Figure 2. Distribution of gRNA representation in a pooled library consisting of 7.7x104 gRNAs. gRNA read counts were normalized by NGS library size (10 million reads) and plotted in log2 scale. NGS sequencing depth was 300x.
How to Order
Customer-supplied library plasmid pool
If the customer-supplied premade plasmid pools are used, please send us the materials following the Materials Submission Guidelines. Please strictly follow our guidelines to set up shipment to avoid any delay or damage of materials. All customer-supplied materials undergo mandatory QC by VectorBuilder which may incur a $100 surcharge for each item. Please note that production may not be initiated until customer-supplied materials pass QC. For customer-supplied premade plasmid pools, we cannot provide any guarantees regarding the complexity or uniformity of the library.
FAQ
Dual-gRNA libraries are far more powerful than single-gRNA libraries for knockout screens because the introduction of large deletions by these libraries can have much higher efficiencies in generating loss-of-function mutations. Each CRISPR vector in a dual-gRNA library contains a pair of gRNAs targeting the same gene. When introduced into Cas9-expressing cells, each vector can produce two cuts on the same target gene. Attempts by cells to repair the broken ends of the two cut sites would typically lead to a large deletion spanning the two sites. The two cut sites are designed to flank a functionally important region of the target gene such that a deletion spanning them would most likely lead to the loss of gene function.
For typical knockout screens, a pooled CRISPR library can be constructed in the format of either 1-vector or 2-vector systems. In 1-vector systems, Cas9 or Cas9 variant is co-expressed with gRNA(s) from the same vector, while in 2-vector systems, Cas9 or Cas9 variant and the gRNA(s) are expressed from two separate vectors. Alternatively, in 2-vector systems, gRNA-expressing vectors can be introduced into cell lines that stably express Cas9. The advantages of using the 1-vector system are that it avoids co-transfection/transduction of two different vectors into cells and it is not limited to the availability of a Cas9-expressing stable cell line. However, it is less versatile and can be less efficient in cloning and virus packaging than the 2-vector systems.

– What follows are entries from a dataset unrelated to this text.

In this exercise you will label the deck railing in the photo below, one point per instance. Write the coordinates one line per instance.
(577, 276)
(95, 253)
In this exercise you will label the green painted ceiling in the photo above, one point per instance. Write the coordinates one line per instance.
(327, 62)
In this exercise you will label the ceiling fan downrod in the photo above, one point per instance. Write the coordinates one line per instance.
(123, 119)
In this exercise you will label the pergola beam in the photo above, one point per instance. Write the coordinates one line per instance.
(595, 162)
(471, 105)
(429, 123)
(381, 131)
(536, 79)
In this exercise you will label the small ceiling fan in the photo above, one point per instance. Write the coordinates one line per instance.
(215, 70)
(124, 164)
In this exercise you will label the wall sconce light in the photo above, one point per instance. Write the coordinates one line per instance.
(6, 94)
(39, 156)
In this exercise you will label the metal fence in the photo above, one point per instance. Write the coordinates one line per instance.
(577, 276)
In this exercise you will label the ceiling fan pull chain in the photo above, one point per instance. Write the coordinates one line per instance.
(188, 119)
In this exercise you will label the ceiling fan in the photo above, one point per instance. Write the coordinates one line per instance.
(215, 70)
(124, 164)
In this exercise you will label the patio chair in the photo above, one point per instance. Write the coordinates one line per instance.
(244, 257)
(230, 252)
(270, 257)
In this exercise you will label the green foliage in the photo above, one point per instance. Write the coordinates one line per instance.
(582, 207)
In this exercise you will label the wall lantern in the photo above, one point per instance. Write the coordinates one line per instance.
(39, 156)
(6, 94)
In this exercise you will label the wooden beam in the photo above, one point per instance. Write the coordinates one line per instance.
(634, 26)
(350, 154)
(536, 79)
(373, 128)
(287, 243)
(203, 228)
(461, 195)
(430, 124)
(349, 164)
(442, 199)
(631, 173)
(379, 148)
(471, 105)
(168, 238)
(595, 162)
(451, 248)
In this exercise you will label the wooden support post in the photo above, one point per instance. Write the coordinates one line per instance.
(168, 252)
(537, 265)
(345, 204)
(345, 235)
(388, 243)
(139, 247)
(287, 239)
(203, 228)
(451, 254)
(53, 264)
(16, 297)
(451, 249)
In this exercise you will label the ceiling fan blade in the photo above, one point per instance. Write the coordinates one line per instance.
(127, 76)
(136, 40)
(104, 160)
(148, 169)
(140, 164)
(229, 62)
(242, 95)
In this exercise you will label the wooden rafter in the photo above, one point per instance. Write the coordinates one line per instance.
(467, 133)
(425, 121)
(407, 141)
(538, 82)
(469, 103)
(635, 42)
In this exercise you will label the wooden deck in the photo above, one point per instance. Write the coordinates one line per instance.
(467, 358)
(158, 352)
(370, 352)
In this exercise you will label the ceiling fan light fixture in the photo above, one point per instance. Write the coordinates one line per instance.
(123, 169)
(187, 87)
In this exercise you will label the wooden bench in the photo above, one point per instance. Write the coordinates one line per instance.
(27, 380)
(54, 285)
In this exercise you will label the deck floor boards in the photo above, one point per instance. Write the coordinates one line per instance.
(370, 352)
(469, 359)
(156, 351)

VectorBuilder follows the algorithm utilized in CRISPR library design (CLD) to calculate specificity scores for gRNAs. Briefly, for a given gRNA intended to target an N(20)NGG sequence in a species, we search for all potential off-target sites in the genome of that species that have ≤3 mismatches with the target sequence. For each potential off-target site identified this way, a single off-target score is calculated. Scores for all the off-target sites are then used in aggregate to calculate the final specificity score of the gRNA, which is between 0 and 100, with higher values indicating greater targeting specificity.
Please note that specificity score is only a rough guide. Actual targeting efficiency and specificity could depart from what the score predicts. gRNAs with low scores may still work well.